Jan. 8: Oklahoma State 61, Texas 58
After starting league play 2-0, the Horns went on the road to Stillwater. Oklahoma State was picked to finish last in the Big 12 in the preseason. The lackluster effort shown that night was abysmal.
Texas needed 10 minutes, 31 seconds to score 10 points. The Horns committed five turnovers in the final 2:25 before halftime. They were 0-for-9 from 3-point range in the first half and finished the night 2-for-22.
“I think whether the guys want to own up to it or not, myself included, I think we were a little satisfied being 2-0 to start conference,” Osetkowski said afterward. “We came in sluggish, not really respecting Oklahoma State like we should have.”
Smart later said he spent “a lot of time” talking with Osetkowski and others about that quote and looking past OSU.
Jan. 14: Kansas 80, Texas 78
The Jayhawks opened the first and second halves by pounding the Horns. Yet, Texas steadied itself and battled back at Allen Fieldhouse. Jase Febres went on a scoring flurry late, and Texas trailed by two on the game’s final possession.
On the final play, Matt Coleman III brought the ball up the floor, and Roach was supposed to stay in the corner as a kick-out option. But Roach thought Coleman was in trouble with Kansas’ press and, almost magnetically, brought defenders toward Coleman.
Febres got off an off-balance 3-pointer that missed, and the Horns left knowing they let a golden opportunity slip away.
Jan. 26: Georgia 98, Texas 88
Former Longhorns great T.J. Ford was the guest speaker at a fundraiser at the College Football Hall of Fame the night before Texas played in the Big 12/SEC Challenge in Athens, Ga. Fresh off a Sugar Bowl win, Texas fans were eager to see the basketball matchup between UT and Georgia.

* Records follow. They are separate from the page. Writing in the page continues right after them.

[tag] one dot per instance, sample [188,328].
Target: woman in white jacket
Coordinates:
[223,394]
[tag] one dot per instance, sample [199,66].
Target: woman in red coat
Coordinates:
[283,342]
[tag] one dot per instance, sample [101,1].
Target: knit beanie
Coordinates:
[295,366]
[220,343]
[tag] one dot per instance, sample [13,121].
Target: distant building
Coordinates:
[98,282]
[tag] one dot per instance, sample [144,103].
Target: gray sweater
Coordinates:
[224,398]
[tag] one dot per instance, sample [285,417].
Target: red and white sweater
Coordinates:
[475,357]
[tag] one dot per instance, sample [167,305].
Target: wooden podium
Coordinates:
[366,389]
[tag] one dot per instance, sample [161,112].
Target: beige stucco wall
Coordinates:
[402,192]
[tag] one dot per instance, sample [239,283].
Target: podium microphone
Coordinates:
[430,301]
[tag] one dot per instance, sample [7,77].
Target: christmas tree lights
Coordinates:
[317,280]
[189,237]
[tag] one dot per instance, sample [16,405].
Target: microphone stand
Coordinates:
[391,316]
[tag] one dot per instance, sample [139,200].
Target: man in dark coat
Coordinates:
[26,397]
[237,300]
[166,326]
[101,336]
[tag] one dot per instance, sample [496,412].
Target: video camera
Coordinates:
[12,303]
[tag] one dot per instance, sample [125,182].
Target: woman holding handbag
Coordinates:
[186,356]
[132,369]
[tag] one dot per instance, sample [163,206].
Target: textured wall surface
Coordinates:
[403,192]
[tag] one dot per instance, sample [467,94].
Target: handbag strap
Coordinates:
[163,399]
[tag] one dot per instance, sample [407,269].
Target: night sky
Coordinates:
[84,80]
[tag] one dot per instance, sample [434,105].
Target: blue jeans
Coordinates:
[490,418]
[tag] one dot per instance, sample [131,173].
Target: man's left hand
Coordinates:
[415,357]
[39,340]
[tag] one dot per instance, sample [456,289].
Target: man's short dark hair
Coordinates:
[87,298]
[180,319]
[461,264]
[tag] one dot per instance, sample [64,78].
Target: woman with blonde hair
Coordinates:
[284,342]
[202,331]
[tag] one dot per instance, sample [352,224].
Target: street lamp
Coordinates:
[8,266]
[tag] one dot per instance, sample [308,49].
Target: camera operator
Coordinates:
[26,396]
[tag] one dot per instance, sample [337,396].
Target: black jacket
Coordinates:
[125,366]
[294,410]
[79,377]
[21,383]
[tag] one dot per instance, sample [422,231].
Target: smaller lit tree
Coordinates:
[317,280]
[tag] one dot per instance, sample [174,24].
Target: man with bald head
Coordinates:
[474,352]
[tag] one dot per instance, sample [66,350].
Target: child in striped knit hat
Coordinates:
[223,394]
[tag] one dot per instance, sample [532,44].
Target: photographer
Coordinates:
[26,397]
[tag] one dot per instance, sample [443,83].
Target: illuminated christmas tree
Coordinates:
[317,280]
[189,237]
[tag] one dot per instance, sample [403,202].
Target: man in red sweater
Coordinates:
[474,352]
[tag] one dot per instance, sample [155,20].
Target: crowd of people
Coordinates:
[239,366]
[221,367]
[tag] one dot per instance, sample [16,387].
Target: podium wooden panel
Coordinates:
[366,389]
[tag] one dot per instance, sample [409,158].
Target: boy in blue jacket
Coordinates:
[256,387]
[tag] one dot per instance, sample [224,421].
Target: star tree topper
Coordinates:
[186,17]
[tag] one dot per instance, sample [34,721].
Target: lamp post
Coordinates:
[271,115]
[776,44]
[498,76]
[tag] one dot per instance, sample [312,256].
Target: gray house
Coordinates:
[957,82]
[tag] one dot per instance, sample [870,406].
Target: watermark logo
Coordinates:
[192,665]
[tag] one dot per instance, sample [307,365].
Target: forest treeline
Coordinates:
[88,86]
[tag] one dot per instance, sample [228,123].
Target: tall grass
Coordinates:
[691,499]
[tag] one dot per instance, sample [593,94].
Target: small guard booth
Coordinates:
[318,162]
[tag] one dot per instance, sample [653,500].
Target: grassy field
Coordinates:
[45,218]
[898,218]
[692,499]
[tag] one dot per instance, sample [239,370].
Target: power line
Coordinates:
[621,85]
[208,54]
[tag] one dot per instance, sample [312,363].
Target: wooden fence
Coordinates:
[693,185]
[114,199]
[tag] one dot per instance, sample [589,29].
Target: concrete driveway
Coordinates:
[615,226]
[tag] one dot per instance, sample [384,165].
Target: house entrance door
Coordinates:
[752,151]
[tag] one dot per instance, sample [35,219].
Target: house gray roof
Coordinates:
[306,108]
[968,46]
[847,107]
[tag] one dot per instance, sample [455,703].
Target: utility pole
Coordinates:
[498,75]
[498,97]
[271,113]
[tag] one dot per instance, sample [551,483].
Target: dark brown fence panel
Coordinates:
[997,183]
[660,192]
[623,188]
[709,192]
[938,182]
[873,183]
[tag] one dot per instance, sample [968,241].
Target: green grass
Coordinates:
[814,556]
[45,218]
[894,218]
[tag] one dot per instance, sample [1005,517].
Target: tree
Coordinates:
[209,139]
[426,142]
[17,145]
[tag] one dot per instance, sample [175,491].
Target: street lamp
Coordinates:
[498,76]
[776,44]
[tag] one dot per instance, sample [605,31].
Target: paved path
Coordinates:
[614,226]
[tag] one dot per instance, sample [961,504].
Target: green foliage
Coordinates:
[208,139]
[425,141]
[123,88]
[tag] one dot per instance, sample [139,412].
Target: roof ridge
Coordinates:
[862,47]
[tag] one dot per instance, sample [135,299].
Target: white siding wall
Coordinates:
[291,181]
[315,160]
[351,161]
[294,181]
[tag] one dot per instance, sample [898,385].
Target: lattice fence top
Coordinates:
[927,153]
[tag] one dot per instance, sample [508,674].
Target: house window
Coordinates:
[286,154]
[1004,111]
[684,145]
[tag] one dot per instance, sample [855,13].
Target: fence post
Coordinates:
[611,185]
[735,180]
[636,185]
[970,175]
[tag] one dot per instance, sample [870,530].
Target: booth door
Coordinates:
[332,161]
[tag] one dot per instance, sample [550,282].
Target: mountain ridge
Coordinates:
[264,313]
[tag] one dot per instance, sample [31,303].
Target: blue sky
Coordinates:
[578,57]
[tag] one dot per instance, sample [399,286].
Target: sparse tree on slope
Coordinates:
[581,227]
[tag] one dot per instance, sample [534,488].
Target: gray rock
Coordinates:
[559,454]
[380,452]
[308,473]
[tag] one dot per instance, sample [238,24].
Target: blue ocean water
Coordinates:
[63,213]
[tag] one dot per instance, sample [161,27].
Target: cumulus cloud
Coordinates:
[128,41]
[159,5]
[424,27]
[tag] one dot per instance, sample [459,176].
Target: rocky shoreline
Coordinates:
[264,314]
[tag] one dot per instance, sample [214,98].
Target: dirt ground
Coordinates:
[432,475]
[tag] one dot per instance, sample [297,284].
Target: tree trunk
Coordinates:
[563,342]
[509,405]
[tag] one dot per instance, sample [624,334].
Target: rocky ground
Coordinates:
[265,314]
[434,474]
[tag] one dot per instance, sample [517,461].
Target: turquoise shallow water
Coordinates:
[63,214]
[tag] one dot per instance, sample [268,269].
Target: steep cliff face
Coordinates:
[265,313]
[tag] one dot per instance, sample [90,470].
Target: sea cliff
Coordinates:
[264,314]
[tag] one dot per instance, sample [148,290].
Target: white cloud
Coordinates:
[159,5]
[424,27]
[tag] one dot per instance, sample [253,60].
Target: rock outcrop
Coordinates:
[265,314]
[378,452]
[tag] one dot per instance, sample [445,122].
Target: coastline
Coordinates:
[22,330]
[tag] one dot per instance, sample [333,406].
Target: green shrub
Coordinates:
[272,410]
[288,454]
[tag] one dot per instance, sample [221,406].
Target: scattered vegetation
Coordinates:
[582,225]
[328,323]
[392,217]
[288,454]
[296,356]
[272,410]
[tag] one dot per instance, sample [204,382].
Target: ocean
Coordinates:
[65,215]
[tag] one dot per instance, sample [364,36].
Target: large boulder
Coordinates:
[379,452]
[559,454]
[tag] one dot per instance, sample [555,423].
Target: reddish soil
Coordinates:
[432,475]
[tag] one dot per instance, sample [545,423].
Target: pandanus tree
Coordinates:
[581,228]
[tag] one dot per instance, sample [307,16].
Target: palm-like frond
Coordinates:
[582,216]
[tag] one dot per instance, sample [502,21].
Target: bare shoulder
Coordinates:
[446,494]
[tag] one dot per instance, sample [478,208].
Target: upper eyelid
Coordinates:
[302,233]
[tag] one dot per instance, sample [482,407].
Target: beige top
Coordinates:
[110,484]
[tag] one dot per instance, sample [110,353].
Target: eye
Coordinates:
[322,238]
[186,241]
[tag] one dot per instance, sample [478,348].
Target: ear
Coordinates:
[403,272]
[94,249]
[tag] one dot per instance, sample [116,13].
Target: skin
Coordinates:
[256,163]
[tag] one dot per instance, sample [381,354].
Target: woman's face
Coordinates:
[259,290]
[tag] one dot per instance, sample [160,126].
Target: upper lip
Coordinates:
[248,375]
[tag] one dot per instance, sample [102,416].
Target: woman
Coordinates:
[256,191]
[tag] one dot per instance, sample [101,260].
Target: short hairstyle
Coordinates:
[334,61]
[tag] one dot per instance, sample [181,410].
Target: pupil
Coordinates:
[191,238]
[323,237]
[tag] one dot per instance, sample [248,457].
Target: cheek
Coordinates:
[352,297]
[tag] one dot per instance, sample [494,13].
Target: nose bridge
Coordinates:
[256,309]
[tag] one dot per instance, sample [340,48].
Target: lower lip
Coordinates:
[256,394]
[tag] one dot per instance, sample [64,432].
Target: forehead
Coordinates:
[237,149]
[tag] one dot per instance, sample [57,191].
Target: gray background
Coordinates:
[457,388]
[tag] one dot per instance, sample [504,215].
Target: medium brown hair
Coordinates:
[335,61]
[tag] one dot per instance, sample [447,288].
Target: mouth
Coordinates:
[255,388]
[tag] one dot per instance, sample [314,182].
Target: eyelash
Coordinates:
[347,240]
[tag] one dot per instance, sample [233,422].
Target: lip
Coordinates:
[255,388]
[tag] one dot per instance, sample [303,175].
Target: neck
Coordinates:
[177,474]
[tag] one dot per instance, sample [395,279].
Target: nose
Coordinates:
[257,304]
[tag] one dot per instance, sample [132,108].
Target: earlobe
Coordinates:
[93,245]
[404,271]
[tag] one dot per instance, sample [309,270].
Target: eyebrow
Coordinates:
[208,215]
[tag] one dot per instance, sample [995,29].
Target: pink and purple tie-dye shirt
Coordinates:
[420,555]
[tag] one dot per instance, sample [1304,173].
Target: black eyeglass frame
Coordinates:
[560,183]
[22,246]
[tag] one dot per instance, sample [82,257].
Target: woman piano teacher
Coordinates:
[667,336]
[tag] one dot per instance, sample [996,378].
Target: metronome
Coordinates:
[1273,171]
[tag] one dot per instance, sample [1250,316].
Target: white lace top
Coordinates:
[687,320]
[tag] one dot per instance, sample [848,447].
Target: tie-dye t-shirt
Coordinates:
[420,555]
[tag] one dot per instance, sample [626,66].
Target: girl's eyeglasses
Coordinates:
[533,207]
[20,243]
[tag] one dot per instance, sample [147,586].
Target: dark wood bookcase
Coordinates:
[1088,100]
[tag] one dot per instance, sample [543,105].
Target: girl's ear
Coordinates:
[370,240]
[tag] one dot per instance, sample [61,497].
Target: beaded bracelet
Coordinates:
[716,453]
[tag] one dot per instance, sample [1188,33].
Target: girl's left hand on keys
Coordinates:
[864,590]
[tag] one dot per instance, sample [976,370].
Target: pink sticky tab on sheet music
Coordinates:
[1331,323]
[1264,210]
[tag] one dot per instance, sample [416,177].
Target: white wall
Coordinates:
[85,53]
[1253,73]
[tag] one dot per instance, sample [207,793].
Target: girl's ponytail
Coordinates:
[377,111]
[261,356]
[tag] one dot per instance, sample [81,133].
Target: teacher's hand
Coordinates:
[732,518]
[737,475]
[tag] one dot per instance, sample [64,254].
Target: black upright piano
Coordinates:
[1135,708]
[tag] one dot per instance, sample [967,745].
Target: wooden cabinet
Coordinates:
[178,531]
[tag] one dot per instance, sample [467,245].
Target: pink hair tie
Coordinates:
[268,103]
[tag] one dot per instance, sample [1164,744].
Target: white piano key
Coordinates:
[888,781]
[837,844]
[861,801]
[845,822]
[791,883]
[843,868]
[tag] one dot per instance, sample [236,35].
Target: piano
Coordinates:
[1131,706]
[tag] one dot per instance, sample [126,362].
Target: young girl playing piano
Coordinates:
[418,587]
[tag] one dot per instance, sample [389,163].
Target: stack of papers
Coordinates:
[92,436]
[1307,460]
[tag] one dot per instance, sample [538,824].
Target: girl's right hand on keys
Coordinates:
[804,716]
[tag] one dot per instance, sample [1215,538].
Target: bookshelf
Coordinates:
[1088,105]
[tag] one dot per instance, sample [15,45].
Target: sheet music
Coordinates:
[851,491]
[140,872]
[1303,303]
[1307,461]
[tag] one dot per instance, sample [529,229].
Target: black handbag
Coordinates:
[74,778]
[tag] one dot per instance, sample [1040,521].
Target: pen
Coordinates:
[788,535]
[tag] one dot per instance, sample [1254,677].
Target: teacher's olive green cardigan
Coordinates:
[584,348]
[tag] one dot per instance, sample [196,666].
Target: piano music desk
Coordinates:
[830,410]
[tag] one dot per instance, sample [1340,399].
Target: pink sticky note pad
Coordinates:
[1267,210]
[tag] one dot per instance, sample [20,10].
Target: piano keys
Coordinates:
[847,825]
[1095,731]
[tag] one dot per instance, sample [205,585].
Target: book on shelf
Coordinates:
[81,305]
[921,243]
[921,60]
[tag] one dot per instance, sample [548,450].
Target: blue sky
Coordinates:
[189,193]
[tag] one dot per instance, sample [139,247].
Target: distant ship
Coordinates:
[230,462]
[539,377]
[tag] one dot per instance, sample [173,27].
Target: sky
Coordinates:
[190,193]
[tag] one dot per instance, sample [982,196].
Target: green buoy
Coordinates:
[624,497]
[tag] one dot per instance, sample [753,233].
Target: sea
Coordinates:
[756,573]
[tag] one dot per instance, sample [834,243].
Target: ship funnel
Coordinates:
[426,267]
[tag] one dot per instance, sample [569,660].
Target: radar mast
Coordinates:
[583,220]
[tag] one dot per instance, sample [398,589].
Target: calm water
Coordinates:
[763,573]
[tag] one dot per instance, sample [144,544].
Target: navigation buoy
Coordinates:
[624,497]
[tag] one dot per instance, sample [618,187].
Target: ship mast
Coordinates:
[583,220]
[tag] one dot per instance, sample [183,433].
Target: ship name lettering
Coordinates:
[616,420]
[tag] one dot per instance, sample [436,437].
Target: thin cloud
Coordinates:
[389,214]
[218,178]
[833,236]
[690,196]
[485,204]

The defensive effort was jaw-dropping. Georgia shot 70.6 percent from 3-point range (12-for-17). It was the third-highest total in 114 years of Georgia basketball. This from an offense that ranked 11th in the SEC’s offensive totals.
Osetkowski chewed out his teammates during one huddle. The lack of fight in the second half was disturbing. Georgia cruised to the finish. That same team finished next-to-last in the SEC standings with a 2-16 league mark.
Texas looked soft.
“We say it every single day,” Osetkowski said afterward. “What we want to do is still right there in front of us to go do. But something has to change.”
Feb. 27: Baylor 84, Texas 83 (OT)
Not every Big 12 loss was bad. Texas played hard but came up short at Iowa State and then at home against Kansas State. But the loss in Waco was a crusher, one that summarized the whole season. Texas looked great but couldn’t finish.
The Horns got rolling midway through the first half and led 40-29 at the break. They built up a 19-point lead with 14:49 remaining in regulation. But Baylor went to work on the offensive glass, gobbling up almost everything in sight down the stretch.
The Bears battled all the way back by scoring 23 second-chance points, mostly through glass work, and tied things up. Coleman had a chance to win it in regulation with a left-handed floater, but it missed.
Then in overtime, Jaxson Hayes caught an inbound pass but shuffled his feet for a turnover. Baylor’s Mario Kegler hit two free throws after a questionable foul call, essentially sealing the win.
“That’s just a heartbreaker,” Smart said afterward.